Assuming then that we know $P$ is prime, we need to compute the dimension of $k[a,b,c,d,e,f]/P$. Since this is a variety, its dimension is the same as the transcendence degree of the fraction field. Localizing before finding the fraction field gives the same fraction field, so we localize at $a$ first. Thus the dimension of $X$ is the transcendence degree of the fraction field of $k[a,b,c,d,a^{-1}]$ ($e$ and $f$ were killed by localizing at $a$), and the fraction field of this ring is $k(a,b,c,d)$. Thus the transcendence degree is 4, so $\dim X = 4$, as desired.
Second edit
There is an error in my proof that $P$ is prime.

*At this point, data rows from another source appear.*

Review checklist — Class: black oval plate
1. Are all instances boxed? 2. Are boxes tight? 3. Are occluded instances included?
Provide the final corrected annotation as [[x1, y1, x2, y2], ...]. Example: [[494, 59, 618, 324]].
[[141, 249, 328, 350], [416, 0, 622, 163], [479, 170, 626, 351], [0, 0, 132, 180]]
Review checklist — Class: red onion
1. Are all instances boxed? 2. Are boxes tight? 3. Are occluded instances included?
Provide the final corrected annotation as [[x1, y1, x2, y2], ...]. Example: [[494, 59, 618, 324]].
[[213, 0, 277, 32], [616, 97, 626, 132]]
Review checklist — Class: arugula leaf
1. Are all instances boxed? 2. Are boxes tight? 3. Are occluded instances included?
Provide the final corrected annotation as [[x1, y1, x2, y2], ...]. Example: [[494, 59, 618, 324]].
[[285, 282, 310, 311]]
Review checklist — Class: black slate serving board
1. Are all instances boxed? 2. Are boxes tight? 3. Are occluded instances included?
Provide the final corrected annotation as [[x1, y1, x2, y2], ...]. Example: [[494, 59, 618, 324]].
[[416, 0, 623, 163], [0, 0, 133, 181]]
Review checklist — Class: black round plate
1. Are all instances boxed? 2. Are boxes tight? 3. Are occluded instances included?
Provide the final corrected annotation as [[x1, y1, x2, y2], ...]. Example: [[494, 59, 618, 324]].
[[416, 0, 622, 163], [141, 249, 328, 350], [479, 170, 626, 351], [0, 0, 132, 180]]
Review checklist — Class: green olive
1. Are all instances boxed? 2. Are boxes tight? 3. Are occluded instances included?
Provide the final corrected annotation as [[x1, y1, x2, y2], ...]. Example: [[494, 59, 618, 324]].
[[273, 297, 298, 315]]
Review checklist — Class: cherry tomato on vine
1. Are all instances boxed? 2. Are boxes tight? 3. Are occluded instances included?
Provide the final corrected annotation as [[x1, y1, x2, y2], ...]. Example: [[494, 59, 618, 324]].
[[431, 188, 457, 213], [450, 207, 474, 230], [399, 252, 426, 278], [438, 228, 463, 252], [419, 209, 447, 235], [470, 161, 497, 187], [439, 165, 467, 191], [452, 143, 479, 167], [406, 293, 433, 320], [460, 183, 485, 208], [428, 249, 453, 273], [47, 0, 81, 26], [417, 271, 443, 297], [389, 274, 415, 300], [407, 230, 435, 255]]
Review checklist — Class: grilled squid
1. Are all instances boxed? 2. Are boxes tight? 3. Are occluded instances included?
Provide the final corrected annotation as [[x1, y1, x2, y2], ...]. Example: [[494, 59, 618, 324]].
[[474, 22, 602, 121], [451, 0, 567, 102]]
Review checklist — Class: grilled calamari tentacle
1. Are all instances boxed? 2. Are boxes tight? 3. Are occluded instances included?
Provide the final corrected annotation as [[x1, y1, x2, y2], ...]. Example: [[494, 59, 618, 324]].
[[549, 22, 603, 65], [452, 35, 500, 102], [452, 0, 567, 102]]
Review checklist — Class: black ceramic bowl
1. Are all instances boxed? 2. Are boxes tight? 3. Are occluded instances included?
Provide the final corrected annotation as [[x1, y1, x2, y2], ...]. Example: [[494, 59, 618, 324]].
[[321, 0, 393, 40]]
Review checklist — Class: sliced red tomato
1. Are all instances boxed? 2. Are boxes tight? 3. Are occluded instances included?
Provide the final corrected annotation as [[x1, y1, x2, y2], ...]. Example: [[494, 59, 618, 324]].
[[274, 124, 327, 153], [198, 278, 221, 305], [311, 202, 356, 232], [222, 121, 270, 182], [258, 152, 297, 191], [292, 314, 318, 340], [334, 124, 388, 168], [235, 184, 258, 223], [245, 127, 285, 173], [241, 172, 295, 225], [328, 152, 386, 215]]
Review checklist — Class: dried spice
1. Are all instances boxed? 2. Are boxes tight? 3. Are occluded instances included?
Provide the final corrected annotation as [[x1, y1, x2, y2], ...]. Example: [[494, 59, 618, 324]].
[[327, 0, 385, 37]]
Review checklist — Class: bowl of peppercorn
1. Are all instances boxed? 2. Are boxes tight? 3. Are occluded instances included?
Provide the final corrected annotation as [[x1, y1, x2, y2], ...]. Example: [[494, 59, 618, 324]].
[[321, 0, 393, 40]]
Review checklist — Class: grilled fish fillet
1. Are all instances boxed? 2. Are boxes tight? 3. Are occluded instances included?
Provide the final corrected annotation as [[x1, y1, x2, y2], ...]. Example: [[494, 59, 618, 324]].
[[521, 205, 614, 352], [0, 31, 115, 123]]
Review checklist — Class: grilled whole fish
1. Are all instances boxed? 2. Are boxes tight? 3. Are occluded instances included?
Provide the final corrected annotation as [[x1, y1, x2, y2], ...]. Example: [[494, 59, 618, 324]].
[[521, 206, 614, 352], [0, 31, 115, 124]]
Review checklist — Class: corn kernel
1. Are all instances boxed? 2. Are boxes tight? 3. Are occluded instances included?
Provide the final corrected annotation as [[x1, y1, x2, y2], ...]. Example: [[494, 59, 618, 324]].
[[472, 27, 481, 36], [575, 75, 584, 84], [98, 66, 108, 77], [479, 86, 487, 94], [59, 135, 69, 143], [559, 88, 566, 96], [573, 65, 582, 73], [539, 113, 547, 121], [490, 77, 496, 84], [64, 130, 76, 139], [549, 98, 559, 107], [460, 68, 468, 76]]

Consider the ideal $(ae-bd,af-cd)$. Observe that $b(af-cd) - c(ae-bd) = abf-ace = a(bf-ce)$ lies in this ideal. Neither $a$ nor $bf-ce$ is in the ideal.
The problem is that when we dehomogenize, we get $bf-ce$ is in $P_a$, but its homogenization, also $bf-ce$ is not in $P$.
The error in my proof was that to properly rehomogenize the expression proving $F_a$ was in $P_a$, we may need to multiply by a higher power of $a$ than $\deg F_a$.
Thus we instead must conclude that $a^kF \in P$ for some $k$ rather than $F\in P$. Choose another variable to dehomogenize at, say $b$. Then $a^kF_b \in P_b$, and $P_b$ is prime, but $a\not \in P_b = (ae-d,f-ce)$. Thus $F_b\in P_b$, so $b^jF\in P$ as well. The choice of variable was irrelevant here. Thus for any of the variables $x$, we get $x^{n_x}F \in P$ for some nonnegative integer $n_x$.
A: Here is a way to prove irreducibility of
$$X=\{A\in\mathrm{Mat}_{n\times m}(K)\mid \mathrm{rank}A\leq r\}.$$
It can be seen as the image of the map $$\phi:\mathrm{Mat}_{n\times r}(K)\times \mathrm{Mat}_{r\times m}(K)\ni (M,N)\mapsto MN\in X.$$
$\phi$ is a polynomial map and hence Zariski continuous.  Further, $$\mathrm{Mat}_{n\times r}(K)\times \mathrm{Mat}_{r\times m}(K)\cong K^{nr+rm}$$ is irreducible, thus so is $X$ (because continuous images of irreducible spaces are irreducible).